FIGURE 1.

siRNA microarray screen. A, scan of a transfected arrays is presented, with cellular GFP appearing in green, and the DNA content stained in red. The yellow circles represent areas where specific siRNA was printed and where reverse transfection of cells occurred. Position and size of the circles were automatically calculated by the Genepix software that was used to analyze the data B, close-up view of the image presented in A. The green/red channels as well as the overlay are presented for the two controls and new putative ID2 regulators. A decrease in GFP can be observed with the GFP-targeted siRNA compared with cells transfected with the scrambled siRNA. By contrast, NBN- (NBS1), p63-, and RAD21-targeting siRNA induced up-regulation of ID2-dependent GFP expression. Scale bar indicates 200 μm. C, scatter plot displaying distribution of F635 and F532 signal intensities for each spot in a given siRNA microarrays showed a linear increase of the GFP signal proportional to the number of cells estimated from DNA content. siGFP-targeted siRNA (red) and scrambled siRNA (yellow) are also indicated on the plot.
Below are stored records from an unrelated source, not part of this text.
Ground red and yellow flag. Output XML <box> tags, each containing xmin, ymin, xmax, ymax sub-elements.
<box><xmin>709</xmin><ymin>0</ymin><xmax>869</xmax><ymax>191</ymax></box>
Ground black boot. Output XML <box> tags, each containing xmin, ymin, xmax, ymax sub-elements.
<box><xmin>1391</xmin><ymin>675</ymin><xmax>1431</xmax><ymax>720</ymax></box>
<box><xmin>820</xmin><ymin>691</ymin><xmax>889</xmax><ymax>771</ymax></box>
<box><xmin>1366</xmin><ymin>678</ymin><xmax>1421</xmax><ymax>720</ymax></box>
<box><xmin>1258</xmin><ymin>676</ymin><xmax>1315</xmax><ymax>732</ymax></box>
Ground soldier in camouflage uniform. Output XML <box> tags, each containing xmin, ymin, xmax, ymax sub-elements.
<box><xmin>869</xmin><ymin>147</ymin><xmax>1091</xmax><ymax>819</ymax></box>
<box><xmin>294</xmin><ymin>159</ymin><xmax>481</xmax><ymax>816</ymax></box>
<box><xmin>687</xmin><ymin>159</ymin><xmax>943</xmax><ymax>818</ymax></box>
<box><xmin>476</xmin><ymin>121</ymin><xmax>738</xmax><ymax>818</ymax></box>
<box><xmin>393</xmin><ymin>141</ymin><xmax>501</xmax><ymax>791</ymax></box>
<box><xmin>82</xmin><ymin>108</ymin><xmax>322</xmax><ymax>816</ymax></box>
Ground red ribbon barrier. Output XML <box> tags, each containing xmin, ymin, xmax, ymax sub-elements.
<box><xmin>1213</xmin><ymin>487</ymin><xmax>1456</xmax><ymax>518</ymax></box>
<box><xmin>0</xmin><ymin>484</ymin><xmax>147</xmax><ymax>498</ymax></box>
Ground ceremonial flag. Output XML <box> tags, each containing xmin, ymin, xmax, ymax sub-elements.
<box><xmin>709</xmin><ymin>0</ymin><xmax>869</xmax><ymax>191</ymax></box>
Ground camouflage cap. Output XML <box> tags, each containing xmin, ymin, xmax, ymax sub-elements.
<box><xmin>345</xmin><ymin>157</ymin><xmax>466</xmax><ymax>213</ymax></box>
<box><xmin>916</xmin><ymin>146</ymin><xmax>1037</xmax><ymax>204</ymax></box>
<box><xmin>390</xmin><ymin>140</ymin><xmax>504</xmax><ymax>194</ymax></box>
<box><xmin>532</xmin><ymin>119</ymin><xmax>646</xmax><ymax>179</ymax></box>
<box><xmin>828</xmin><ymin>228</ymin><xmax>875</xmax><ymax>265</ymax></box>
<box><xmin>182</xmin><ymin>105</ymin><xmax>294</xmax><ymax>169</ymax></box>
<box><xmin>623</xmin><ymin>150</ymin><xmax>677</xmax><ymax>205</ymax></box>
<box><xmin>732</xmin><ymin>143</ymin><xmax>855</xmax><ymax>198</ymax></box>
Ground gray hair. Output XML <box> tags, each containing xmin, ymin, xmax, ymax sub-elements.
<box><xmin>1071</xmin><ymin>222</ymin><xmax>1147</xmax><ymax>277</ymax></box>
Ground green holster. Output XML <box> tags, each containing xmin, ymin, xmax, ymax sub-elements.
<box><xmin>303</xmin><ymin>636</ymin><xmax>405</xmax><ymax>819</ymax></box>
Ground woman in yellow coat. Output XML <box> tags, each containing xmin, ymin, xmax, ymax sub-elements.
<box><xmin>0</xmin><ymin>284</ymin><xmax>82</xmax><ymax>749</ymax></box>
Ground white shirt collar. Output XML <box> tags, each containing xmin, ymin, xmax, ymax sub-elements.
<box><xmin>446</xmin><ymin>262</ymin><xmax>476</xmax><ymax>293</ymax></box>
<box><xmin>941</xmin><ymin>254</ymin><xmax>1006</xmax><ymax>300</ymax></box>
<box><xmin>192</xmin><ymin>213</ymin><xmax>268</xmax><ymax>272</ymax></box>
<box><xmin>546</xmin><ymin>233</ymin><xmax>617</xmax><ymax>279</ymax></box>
D, distribution of the median of rankings among all replicated siRNA microarrays. The graph depicts the ranking-based non-parametric approach output for a batch of 4 replicate siRNA microarrays. The GFP-targeted siRNA spots (Δ) are consistently classified at the lower end of the distribution while scrambled siRNA (×) transfected cells are consistently ranked in the middle of the distribution, validating the strategy used for the analysis.